The Ministry of Place
We believe that it is our human instinct to make places as a means of making meaning.
What is a place?
A place is an idea – a story – of our own making that orients our sense of self. It provides context in terms of location, trajectory, and purpose.
For example, a house is a physical building designed to be a home for people and others. But, a home is the idea of a place where we belong or call our own.
A house can be a home for a while. But, a person may no longer consider it as such when they move.
For example, an immigrant may visit their, “hometown,” many years after, only to find that it is no longer what they remembered. Their home is where they are currently or even where they want to be in the future.
What is place-making?
Place-making is the act of attributing the creation and/or incarnation of an idea – a story – to a physical location.
For example, we travel to a location that is novel to us – and we come to some kind of realization about life or ourselves.
Or, we go to the same location over and over again for coffee, books, or to meet someone – because we believe that doing so helps us in some way.
These locations (and our activities within them) were not necessarily designed to produce the result that we experienced.

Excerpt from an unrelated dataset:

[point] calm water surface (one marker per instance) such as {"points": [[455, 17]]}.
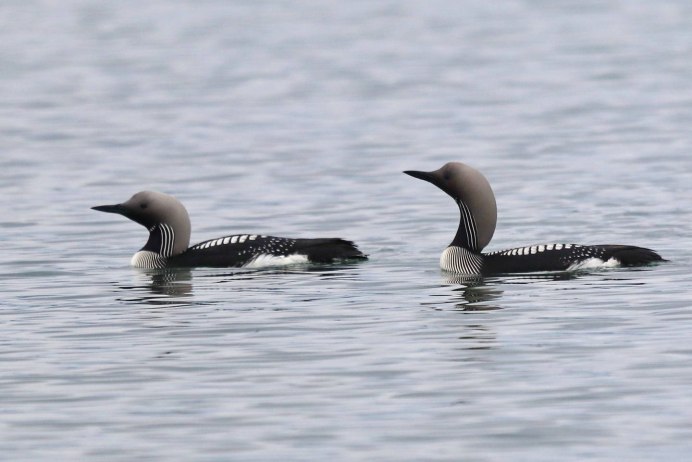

Moreover, countless people have visited that same location and have experienced something completely different.
What this means is that what we experienced was of our own making – we were place-making.
What is sacred?
Sacred is place-making that seeks to redeem existence from its limitations.
For example, we do things at the grave-sites of our loved ones that relate to the meaning of life itself and that of our own.
Such activities have been related to organized religion or tribal culture, throughout human history.
Today, sacred place-making is possible (perhaps even necessary) anywhere and at any time – through digital, diversity, and the dreams of the community.
It can be initiated, managed, and completed by oneself.